Today, Judge George O’Toole holds a hearing to determine the appropriate sentence for Tarek Mehanna, the Sudbury man convicted in January of providing material support to Al Qaeda and seeking terrorist training in Yemen.
This case is fascinating on many levels and I have written multiple blog entries about it over the past two years. (Find Jury Box Blog posts on the case here). The jury determined that posting pro-Al Qaeda material online could constitute “material support” and that the dangers associated therewith overrode any Free Speech protections. It is important to remember, however, that Mr. Mehanna never raised a finger in violence against anyone. He gave no money to our enemies and his support for jihadist violence was equivocal, at best. So, what kind of punishment is appropriate for his crimes?
The defense is asking for a lenient sentence of fewer than 7 years in prison. The prosecution, however, is seeking a sentence of 25 years. Since federal sentencing guidelines are no longer binding, the judge will have a great deal of discretion over Mr. Mehanna’s fate.
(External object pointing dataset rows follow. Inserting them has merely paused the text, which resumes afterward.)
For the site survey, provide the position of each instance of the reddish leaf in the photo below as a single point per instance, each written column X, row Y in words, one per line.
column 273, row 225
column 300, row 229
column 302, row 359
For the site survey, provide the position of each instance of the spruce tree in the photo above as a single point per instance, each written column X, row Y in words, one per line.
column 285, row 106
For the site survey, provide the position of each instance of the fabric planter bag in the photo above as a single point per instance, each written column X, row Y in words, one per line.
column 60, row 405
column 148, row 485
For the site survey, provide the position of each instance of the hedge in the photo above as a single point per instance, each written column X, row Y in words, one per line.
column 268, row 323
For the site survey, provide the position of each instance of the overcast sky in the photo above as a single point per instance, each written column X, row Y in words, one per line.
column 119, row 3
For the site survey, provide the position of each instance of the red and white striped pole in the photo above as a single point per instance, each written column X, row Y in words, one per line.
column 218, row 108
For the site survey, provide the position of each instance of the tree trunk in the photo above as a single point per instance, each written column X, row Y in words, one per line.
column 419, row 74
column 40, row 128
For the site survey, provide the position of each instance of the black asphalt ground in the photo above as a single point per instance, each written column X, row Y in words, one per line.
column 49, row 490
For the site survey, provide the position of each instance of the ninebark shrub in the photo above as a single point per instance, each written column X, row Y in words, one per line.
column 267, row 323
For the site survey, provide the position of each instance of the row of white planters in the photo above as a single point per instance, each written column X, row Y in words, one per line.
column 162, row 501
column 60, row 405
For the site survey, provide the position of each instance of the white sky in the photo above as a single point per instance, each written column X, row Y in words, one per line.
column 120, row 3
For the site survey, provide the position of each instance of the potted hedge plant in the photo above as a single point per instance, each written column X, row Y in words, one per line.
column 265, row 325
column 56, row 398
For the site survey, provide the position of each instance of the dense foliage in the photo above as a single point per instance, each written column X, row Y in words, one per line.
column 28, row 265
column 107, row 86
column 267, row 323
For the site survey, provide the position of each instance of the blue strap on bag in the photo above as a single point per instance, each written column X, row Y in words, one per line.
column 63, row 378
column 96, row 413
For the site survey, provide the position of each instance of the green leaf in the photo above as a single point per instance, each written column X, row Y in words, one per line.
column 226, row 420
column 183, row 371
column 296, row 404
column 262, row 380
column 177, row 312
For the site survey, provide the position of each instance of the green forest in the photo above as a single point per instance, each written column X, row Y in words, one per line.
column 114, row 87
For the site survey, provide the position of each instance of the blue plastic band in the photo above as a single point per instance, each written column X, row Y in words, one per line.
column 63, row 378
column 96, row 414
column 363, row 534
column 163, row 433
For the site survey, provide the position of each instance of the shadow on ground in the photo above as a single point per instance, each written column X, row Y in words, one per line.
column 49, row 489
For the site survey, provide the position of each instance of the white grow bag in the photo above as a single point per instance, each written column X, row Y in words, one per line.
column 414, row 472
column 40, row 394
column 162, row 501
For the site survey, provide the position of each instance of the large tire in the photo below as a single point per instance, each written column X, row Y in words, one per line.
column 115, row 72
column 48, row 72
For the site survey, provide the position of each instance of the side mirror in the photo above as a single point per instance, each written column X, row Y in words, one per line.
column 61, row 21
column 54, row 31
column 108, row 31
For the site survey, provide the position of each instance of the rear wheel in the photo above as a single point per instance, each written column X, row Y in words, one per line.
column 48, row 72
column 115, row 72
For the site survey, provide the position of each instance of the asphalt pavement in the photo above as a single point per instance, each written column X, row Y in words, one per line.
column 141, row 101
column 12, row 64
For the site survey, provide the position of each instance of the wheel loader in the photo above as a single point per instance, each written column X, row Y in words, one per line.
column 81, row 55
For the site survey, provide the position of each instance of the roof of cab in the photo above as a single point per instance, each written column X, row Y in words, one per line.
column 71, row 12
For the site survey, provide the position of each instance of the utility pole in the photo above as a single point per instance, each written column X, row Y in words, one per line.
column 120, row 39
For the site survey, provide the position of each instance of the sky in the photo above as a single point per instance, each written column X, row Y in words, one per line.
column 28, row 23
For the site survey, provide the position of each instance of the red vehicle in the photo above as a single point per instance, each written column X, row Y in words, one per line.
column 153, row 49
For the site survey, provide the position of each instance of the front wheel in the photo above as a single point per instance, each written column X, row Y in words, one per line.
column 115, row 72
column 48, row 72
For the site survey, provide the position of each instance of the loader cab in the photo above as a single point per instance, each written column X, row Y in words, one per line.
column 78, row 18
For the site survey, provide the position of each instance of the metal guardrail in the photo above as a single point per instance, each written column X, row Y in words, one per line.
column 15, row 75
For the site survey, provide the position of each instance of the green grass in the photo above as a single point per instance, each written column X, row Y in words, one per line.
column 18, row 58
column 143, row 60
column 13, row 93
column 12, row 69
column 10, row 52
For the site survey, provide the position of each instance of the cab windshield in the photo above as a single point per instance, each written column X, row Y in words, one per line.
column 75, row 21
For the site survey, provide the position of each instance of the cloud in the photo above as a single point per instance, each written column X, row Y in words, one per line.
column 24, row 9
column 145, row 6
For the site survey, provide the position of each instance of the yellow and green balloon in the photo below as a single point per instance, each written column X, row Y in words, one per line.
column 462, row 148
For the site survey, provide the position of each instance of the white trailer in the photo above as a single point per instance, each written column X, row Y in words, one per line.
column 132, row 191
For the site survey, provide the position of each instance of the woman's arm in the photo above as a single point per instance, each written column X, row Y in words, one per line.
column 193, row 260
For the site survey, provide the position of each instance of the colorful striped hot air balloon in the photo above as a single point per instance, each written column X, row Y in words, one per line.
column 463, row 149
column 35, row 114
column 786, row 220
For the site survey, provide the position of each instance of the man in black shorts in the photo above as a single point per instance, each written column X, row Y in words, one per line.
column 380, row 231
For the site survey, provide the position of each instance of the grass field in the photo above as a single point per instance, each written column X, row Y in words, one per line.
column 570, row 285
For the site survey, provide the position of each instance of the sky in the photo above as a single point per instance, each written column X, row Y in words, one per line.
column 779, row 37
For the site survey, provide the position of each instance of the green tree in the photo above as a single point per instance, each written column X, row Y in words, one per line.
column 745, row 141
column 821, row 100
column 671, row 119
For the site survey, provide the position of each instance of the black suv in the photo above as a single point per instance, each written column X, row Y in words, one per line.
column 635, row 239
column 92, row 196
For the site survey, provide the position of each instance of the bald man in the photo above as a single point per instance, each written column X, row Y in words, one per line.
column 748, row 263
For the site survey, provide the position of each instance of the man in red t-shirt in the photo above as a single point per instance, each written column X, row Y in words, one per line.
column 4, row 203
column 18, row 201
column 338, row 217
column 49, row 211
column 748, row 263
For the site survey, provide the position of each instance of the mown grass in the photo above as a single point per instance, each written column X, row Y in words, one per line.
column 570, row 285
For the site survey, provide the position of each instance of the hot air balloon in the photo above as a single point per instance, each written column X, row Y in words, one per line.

But should he?
One of the fundamental rationales for using citizen juries in our criminal justice system is to allow them to serve as the “conscience of the community.” Unlike the judge, who is embedded in the governmental structure for life tenure and who can be removed from “the word on the street,” jurors are living in the community, with experiences that better reflect shared values about public safety, culpability and morality. Nowhere is this more strongly reflected than in the absolute right of the jury to nullify in the rare instance where justice and the law do not correspond.
It is odd, then, that our system has evolved so that jurors are asked to determine guilt or innocence and judges are asked to determine sentence. (Capital punishment offers the best known exception to this allocation of responsibilities.) This arrangement really handcuffs the ability of jurors to exercise their duty as the conscience of the community. We provide them with the most blunt instrument available, a simple “yes or no” vote on the defendant’s guilt. Where there are multiple charges or lesser included offenses, jurors are afforded slightly more flexibility to craft a verdict that reflects their evaluations of the defendant’s culpability.
The real discretion sits with the person who decide’s the defendant’s sentence. Ultimately, the sentence is the person’t fate. The jury’s verdict on guilt only hands off this decision to the judge.
I can think of no case that better illustrates the wisdom of allowing jurors to decide sentencing than that of Tarek Mehanna. There is a wide range of available alternatives. Reasonable people will certainly disagree about which sentence would be best, as well as what opportunities Mr. Mehanna should be afforded to reduce his sentence through good behavior or restitution. One’s judgment regarding what punishment would be most appropriate in this case comes down to an evaluation of the defendant’s culpability and how much danger his actions created. Given the uniqueness of this case, the multiple issues that need to be considered and the diversity of opinion in society on these issues, the final disposition of this case could certainly benefit from a lively and representative deliberation.
The rest of the world will view Mr. Mehanna’s sentence as a reflection of our society’s values and priorities. Maybe we should structure our system so this would actually be true.